One of the main issues that make Kaggle (and for tahat matter any other) predictive modeling tricky are the discrepancies between the training and the test datasets. In order to get an idea of the magnitude of these differences, one of the more valuable tools to use is adversarial validation. With aversariel validation we try to build an auxiliary model that predicts whether given data points belong to the train and the test set. If we can make predictions with such a model with a high degree of confidence, then that usually means that the train and test sets are significantly different, and we need to be careful to make a model that will take that into the account.

We will make this adversarial validation notebook with the Rapids library. [Rapids](https://rapids.ai) is an open-source GPU accelerated Data Sceince and Machine Learning library, developed and mainatained by [Nvidia](https://www.nvidia.com). It is designed to be compatible with many existing CPU tools, such as Pandas, scikit-learn, numpy, etc. It enables **massive** acceleration of many data-science and machine learning tasks, oftentimes by a factor fo 100X, or even more. 

Rapids is still undergoing developemnt, and only recently has it become possible to use RAPIDS natively in the Kaggle Docker environment. If you are interested in installing and riunning Rapids locally on your own machine, then you should [refer to the followong instructions](https://rapids.ai/start.html).

For the modeling part we'll use the latest version of XGBoost, which allows for GPU accelerated calculation of Shapely Values. We'll use these "SHAP" values to calculate correct feature importances. Starting with the version 1.3, XGBoost supports fast calculation of the SHAP values on GPU. 

In [None]:
# This Python 3 environment comes with many helpful analytics libraries installed
# It is defined by the kaggle/python Docker image: https://github.com/kaggle/docker-python
# For example, here's several helpful packages to load

import cupy as cp # linear algebra
import cudf # data processing, CSV file I/O (e.g. cudf.read_csv)
import numpy as np
import pandas as pd
from sklearn.model_selection import train_test_split
from cuml.metrics import roc_auc_score
import shap
import gc
from random import shuffle
from sklearn.preprocessing import LabelEncoder

# Input data files are available in the read-only "../input/" directory
# For example, running this (by clicking run or pressing Shift+Enter) will list all files under the input directory

import os
for dirname, _, filenames in os.walk('/kaggle/input/'):
    for filename in filenames:
        print(os.path.join(dirname, filename))

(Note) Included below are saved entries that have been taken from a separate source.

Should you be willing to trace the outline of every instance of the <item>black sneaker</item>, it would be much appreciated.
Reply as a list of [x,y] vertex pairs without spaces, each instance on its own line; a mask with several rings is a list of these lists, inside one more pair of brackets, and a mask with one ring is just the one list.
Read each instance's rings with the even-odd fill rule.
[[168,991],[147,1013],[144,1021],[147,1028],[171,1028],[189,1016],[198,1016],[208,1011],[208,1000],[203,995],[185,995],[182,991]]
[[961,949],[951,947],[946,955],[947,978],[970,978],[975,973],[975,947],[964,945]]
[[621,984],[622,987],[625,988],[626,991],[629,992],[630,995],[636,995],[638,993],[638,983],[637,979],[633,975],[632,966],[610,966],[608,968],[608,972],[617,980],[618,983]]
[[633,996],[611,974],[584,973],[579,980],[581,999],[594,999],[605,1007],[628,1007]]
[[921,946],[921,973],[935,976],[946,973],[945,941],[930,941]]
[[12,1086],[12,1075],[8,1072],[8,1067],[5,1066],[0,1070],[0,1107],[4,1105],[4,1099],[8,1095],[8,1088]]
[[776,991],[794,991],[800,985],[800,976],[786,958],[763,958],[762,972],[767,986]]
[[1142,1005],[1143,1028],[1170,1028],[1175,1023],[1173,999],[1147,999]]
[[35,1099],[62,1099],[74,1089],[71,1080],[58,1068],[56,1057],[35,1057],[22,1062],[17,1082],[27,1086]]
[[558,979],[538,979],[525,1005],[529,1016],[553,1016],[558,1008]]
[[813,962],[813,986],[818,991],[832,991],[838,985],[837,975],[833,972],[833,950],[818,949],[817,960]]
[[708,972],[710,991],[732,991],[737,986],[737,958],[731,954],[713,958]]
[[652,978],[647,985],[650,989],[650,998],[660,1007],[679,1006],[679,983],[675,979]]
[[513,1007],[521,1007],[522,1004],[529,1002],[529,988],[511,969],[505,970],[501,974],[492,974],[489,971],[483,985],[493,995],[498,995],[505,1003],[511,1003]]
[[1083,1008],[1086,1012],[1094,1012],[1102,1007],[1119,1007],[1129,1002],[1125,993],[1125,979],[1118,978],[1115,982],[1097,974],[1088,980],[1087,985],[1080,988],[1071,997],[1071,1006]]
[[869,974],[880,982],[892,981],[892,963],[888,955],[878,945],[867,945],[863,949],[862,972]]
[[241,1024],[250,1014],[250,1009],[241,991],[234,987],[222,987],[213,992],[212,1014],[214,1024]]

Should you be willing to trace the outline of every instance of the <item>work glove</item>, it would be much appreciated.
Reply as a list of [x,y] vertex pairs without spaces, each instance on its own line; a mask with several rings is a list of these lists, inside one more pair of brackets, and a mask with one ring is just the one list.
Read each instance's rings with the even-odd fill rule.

# You can write up to 20GB to the current directory (/kaggle/working/) that gets preserved as output when you create a version using "Save & Run All" 
# You can also write temporary files to /kaggle/temp/, but they won't be saved outside of the current session

In [None]:
import xgboost
xgboost.__version__

In [None]:
train = pd.read_csv('/kaggle/input/tabular-playground-series-may-2021/train.csv')
test = pd.read_csv('/kaggle/input/tabular-playground-series-may-2021/test.csv')

In [None]:
train.head()

In [None]:
columns = test.columns[1:]
columns

In [None]:
target = np.hstack([np.ones(train.shape[0]), np.zeros(test.shape[0])])

In [None]:
train_test = np.vstack([train[columns].values, test[columns].values])

In [None]:
train_test.shape

In [None]:
index = list(range(train_test.shape[0]))
shuffle(index)

In [None]:
train_test = train_test[index, :]
target = target[index]

In [None]:
train_test = train_test.astype(np.float)

In [None]:
train, test, y_train, y_test = train_test_split(train_test, target, test_size=0.33, random_state=42)

In [None]:
del train_test
gc.collect()
gc.collect()

In [None]:
train = xgboost.DMatrix(train, label=y_train)
val = xgboost.DMatrix(test, label=y_test)

In [None]:
%%time
param = {
    'eta': 0.05,
    'max_depth': 10,
    'subsample': 0.8,
    'colsample_bytree': 0.7,
    'objective': 'reg:logistic',
    'eval_metric': 'auc',
    'tree_method': 'gpu_hist', 
    'predictor': 'gpu_predictor'
}
clf = xgboost.train(param, train, 600)

In [None]:
preds = clf.predict(val)

In [None]:
roc_auc_score(y_test, preds)

The AUC of 0.4975 is very close to the perfectly mixed sample, and for all practical purposes there seems to be no discernable difference between the train and test set. Nonehtless, let's take a look at what features may be the most different between the two sets.

In [None]:
%%time
shap_preds = clf.predict(val, pred_contribs=True) 

In [None]:
shap_preds.shape

In [None]:
shap.summary_plot(shap_preds[:,:-1], pd.DataFrame(test, columns=columns))

In [None]:
shap.summary_plot(shap_preds[:,:-1], pd.DataFrame(test, columns=columns), plot_type="bar")

Seems like featues 14 and 15 might have a slightly different distribution between the train and test sets.